In every group, there needs to be someone to head it. Could I be the one?
In every class, there needs to be a class president. Could I be the one?
In every religion, there is a need for people to share the gospel. Could I be the one?
Well, I was thinking. Yes, I am very lucky to be a class president. Very blessed indeed. Something I get without even asking. Something many would want and no matter how hard they try never get. I am very lucky to be one of the few who was selected to go for the Leadership Training Camp(LTC). Yes I am very blessed. So why do I not feel myself this blessed all these while? Why do I always think that I'm being deprived.
I have such great friends. However now I feel as if I'm drifting apart. I'm not right? This is where I belong. There's no other clique I want to be in. Why am I feeling all these?

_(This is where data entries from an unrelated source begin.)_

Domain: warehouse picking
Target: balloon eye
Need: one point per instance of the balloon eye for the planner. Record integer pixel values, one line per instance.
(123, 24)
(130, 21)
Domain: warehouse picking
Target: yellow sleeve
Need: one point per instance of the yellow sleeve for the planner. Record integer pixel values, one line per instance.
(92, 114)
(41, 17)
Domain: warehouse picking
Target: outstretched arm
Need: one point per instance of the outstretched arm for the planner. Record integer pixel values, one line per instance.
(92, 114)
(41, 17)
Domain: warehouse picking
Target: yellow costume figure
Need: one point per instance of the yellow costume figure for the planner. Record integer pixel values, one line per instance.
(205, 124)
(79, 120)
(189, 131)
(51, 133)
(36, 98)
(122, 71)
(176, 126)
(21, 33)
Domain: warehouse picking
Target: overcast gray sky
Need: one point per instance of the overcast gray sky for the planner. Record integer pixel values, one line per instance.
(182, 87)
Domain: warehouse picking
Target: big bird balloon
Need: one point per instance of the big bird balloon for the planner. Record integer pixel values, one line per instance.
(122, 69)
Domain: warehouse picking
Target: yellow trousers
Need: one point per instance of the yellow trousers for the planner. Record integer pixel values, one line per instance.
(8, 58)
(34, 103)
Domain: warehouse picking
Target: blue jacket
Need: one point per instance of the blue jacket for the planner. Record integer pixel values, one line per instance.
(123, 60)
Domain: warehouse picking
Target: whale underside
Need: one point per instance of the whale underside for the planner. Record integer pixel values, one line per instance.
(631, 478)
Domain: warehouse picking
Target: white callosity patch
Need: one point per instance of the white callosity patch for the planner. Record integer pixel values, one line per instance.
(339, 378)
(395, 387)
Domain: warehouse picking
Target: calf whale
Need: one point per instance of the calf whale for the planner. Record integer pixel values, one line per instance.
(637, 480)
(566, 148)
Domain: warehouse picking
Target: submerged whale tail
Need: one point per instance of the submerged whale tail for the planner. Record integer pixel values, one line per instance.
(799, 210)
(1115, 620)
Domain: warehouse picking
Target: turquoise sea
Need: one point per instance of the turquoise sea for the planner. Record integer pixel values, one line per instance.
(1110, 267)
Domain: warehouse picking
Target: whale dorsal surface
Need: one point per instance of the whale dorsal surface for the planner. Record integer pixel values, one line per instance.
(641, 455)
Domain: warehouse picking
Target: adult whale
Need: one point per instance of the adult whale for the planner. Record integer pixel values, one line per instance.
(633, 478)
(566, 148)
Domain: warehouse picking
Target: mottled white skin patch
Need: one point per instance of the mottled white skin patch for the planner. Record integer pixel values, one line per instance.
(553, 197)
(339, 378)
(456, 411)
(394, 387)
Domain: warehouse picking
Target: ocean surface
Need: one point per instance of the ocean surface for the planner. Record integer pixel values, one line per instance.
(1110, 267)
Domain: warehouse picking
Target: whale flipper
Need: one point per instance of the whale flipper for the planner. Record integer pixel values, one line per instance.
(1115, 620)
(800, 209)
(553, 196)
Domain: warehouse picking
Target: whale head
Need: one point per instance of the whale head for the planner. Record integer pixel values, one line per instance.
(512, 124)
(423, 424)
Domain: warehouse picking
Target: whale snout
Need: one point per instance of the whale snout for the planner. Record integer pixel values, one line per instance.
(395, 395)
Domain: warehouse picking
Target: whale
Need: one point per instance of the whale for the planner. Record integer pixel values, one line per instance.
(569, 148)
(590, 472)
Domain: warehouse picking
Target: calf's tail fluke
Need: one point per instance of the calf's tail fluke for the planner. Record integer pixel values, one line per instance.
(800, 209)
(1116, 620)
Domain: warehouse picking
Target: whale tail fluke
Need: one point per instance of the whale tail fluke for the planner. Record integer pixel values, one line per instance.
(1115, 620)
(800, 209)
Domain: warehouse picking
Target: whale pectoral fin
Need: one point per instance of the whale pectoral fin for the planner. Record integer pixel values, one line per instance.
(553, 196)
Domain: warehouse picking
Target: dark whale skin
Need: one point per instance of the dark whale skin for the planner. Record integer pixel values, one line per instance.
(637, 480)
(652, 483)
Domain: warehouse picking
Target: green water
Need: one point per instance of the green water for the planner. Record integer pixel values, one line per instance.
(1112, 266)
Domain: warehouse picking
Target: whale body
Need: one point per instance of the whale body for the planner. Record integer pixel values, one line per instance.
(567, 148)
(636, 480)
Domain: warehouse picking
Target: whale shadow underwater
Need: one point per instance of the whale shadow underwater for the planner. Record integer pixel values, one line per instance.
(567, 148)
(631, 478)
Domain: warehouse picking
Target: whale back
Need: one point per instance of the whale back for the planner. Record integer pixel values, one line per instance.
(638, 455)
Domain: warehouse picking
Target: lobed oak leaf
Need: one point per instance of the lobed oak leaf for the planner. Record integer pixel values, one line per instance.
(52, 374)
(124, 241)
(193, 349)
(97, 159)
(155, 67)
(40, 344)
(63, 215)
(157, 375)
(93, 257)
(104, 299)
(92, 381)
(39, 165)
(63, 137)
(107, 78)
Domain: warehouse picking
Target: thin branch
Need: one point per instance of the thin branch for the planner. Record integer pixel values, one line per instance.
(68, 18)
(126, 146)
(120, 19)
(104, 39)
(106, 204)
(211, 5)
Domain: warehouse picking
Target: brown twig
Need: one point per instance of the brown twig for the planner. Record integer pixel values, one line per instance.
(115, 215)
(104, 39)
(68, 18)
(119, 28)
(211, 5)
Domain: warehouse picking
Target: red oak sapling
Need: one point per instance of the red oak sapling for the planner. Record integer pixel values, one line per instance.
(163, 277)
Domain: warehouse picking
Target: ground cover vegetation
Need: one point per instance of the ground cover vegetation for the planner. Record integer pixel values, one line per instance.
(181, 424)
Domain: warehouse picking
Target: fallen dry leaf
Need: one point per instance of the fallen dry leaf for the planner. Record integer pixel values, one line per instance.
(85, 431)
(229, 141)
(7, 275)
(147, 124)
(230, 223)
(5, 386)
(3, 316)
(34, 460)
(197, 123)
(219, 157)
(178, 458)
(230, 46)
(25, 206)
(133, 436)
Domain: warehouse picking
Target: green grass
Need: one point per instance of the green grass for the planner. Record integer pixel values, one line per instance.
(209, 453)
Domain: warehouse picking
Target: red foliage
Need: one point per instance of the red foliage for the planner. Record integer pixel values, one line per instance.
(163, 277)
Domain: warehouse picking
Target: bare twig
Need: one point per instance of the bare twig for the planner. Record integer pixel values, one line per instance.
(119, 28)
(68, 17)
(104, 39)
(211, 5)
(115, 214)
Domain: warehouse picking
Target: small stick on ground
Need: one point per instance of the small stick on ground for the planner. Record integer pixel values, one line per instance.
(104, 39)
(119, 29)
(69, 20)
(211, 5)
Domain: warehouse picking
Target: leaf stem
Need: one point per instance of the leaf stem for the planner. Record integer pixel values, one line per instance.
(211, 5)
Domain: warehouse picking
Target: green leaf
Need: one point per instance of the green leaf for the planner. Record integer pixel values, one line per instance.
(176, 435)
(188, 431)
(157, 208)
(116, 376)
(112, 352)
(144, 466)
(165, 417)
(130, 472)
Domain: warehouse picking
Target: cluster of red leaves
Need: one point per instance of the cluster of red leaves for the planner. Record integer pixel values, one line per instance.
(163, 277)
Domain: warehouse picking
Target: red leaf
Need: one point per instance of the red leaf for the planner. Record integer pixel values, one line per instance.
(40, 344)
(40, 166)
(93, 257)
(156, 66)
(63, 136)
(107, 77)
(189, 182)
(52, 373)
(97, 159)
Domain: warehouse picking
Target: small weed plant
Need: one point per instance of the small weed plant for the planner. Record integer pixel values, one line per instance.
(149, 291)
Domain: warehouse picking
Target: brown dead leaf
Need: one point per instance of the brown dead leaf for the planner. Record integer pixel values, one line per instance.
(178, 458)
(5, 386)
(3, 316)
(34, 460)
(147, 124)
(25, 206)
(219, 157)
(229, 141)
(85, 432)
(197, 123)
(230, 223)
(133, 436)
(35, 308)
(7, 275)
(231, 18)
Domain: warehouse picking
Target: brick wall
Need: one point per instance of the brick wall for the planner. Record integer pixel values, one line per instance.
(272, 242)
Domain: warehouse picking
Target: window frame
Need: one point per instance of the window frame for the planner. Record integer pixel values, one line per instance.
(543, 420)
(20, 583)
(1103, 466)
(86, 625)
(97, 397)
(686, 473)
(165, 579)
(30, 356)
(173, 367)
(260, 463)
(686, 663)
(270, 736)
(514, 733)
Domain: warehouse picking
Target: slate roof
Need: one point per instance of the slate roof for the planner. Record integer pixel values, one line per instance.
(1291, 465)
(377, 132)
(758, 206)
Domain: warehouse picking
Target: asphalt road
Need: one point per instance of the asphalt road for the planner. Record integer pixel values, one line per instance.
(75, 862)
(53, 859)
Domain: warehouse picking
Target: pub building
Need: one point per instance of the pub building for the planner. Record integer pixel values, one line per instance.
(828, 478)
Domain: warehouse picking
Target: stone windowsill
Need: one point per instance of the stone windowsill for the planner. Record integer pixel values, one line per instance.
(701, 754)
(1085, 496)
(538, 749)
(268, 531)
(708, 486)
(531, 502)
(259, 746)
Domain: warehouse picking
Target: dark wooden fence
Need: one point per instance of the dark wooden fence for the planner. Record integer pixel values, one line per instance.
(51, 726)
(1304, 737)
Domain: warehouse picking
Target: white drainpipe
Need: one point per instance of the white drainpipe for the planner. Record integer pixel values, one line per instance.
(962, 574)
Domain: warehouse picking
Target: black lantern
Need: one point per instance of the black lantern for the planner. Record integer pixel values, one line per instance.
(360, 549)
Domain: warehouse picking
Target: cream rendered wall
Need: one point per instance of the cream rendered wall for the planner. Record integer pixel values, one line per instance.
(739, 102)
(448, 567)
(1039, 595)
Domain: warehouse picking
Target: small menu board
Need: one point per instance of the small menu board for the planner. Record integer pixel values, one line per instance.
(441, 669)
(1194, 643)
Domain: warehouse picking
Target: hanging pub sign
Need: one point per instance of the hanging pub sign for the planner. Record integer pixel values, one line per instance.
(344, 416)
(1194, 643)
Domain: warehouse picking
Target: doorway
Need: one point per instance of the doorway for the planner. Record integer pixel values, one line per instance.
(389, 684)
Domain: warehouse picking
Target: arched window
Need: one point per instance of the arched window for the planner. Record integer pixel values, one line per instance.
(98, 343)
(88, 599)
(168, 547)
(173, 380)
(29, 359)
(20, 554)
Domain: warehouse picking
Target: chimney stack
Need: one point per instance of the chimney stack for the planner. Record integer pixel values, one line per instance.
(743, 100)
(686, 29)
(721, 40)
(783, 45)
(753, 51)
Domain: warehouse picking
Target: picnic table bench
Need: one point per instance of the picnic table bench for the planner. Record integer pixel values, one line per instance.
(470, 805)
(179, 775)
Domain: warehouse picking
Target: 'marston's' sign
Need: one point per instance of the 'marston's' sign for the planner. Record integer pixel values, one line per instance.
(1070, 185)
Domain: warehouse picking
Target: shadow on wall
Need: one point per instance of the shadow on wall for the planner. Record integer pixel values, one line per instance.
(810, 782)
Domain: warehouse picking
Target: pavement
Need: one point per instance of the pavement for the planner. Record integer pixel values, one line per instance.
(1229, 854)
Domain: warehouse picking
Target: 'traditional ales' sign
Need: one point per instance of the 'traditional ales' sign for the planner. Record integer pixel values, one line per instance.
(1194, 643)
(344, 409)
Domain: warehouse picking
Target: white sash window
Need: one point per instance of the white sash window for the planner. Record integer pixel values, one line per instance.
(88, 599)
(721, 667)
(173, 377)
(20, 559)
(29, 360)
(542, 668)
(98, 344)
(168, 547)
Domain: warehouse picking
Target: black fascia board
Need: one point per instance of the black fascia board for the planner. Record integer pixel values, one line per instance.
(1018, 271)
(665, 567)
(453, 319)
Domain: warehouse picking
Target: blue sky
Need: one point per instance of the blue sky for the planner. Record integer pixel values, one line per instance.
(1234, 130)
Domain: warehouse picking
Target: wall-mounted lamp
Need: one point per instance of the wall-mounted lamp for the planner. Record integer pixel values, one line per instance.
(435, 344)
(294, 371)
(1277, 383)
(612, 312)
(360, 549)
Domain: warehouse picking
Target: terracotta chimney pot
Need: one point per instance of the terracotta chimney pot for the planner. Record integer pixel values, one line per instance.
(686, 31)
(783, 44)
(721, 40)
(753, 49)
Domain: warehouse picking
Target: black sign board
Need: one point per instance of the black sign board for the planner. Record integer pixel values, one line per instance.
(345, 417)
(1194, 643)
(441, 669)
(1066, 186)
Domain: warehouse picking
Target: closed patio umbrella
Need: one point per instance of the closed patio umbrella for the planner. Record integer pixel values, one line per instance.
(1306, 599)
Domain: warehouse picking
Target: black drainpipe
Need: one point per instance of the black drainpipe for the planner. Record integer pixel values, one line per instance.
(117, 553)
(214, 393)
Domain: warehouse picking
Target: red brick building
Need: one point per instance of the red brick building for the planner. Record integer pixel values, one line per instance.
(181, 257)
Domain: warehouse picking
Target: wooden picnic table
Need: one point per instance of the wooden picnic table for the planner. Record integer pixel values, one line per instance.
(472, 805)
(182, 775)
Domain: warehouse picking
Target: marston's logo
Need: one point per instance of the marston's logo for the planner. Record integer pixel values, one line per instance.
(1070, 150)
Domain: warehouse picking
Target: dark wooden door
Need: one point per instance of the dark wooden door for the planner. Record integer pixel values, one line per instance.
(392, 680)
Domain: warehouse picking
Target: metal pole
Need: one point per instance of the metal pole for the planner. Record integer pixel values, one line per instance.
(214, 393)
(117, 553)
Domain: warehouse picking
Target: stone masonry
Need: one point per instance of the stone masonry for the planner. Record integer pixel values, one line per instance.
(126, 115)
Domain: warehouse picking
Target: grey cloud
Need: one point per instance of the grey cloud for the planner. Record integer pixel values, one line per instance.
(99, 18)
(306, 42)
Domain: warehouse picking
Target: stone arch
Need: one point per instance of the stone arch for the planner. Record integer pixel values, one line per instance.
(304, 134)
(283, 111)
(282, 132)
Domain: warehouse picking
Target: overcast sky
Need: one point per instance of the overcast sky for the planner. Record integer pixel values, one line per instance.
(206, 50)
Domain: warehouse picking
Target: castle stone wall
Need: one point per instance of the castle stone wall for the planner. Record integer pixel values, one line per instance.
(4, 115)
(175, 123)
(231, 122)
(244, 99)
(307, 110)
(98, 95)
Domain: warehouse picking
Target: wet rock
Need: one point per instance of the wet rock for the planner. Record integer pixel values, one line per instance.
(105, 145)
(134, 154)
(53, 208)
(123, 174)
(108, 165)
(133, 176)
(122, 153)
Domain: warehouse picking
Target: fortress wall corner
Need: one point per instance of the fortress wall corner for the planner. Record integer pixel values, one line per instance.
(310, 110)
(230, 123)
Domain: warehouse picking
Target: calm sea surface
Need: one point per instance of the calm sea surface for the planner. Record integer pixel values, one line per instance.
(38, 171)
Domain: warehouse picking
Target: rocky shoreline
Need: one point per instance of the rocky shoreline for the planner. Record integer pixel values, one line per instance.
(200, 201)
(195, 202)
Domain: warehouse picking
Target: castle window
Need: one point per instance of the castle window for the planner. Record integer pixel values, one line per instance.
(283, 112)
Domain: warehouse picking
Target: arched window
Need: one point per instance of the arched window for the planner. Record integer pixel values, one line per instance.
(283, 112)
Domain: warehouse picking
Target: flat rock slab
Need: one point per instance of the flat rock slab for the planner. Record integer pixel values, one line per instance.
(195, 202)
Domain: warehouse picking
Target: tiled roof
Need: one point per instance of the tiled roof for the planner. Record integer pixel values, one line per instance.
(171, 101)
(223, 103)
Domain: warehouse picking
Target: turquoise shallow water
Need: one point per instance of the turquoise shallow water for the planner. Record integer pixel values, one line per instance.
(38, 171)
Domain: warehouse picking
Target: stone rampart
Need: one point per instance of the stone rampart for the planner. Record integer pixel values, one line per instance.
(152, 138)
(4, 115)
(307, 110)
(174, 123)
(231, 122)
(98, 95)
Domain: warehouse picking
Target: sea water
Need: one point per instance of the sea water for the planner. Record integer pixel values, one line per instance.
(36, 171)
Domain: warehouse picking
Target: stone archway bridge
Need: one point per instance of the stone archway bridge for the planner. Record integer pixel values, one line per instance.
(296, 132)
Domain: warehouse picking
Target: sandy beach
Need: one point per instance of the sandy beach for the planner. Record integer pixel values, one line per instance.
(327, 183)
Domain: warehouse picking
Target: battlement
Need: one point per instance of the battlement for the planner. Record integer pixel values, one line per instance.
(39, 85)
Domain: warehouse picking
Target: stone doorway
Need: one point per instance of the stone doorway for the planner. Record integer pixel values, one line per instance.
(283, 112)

Is it because I'm different? Is it because I'm changing? Why are all these happening? Who can answer all these questions for me?
Maybe God is putting me through this for a reason He does not want me to know. But how will I know for sure? Maybe God wants me to share the Word with more unbelievers. Am I up to it? Is my heart ready to stand for God? Ready to do whatever God sends me to do?
Well, I guess all I can do now is to wait. Wait for an answer.